Structure pricing experiments

1. Plan out three different plans or packages around your product: the one you want to sell, a decoy, and an expensive premium option.

If your product is expensive, make your website look expensive. Dan Ariely describes this famous example in his amazing book Predictably Irrational. He came across the following subscription offer from The Economist: Both the print subscription and print & web subscription cost the same, $125 dollars. Ariely conducted a study with 100 MIT students. In it, 16 chose option A and 84 chose option C. Nobody chose the middle option. So if nobody chose the middle option, why have it? He removed it, and gave the subscription offer to another 100 MIT students. Most people now chose the first option! So the middle option wasn’t useless, but rather helped people make a choice.

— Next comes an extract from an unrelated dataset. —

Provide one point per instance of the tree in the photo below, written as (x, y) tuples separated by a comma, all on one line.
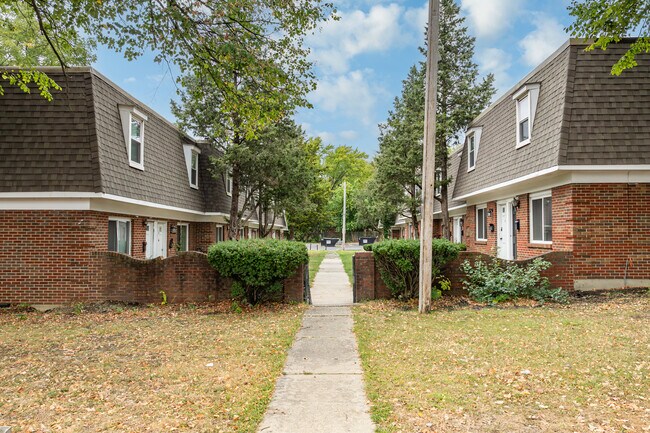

People have trouble comparing different options, but if two of the options given are similar such as the same price, it becomes much easier.

2. Create your decoy plan to be priced slightly lower than the plan you want to sell, but including considerably fewer features or less functionality.

When people were offered to choose a trip to Paris, option A, versus a trip to Rome, option B, they had a hard time choosing. Both places were great and it was hard to compare them. Now they were offered three choices instead of two: trip to Paris with free breakfast, option A, trip to Paris without breakfast, option A-, and a trip to Rome with free breakfast, option B. The majority chose option A, trip to Paris with free breakfast. The rationale is that it is easier to compare the two options for Paris than it is to compare Paris and Rome.

3. Create your ideal plan to offer, in comparison to the decoy, far more features or functionality for a bit more cost, and end the price with a 9.

In a University of Chicago and MIT experiment, a mail order catalog was printed in three different versions. One version had a women’s clothing item listed for $39. Other versions offered the same item for $34 and $44. Each catalog was sent to an identically sized sample. There were more sales at the charm price of $39 than at either of the other prices, including the cheaper $34. The $39 price tag had both greater sales volume and greater profit per sale. Marketing professors at Clark University and The University of Connecticut found that consumers perceive sale prices to be a better value when the price is written in a small font rather than a large, bold typeface. In our minds, physical magnitude is related to numerical magnitude.

4. Create an anchor plan at a much higher price than the plan you want to sell, but make sure it offers features or functionality that you can actually deliver.

Nothing is cheap or expensive by itself, but it is when compared to something. Once you’ve seen a $150 burger on the menu, $50 sounds reasonable for a steak. At Ralph Lauren, that $16,995 bag makes a $98 T-shirt look cheap. Add some very expensive products to the selection that you don’t even intend to sell. If the final price of your product or service is a result of negotiations, start high. If you’re competing on price, state how much others are charging before revealing your price.

5. Test the pricing and composition of your plans with your target market, but don't split-test price differences.

Consumers don’t tend to appreciate finding out that they’re receiving different prices to other customers, so be careful to show the same prices for each plan to all segments. A number of companies like Dell and Amazon have been caught in the past and got in trouble for showing a different price for the same product to different visitors.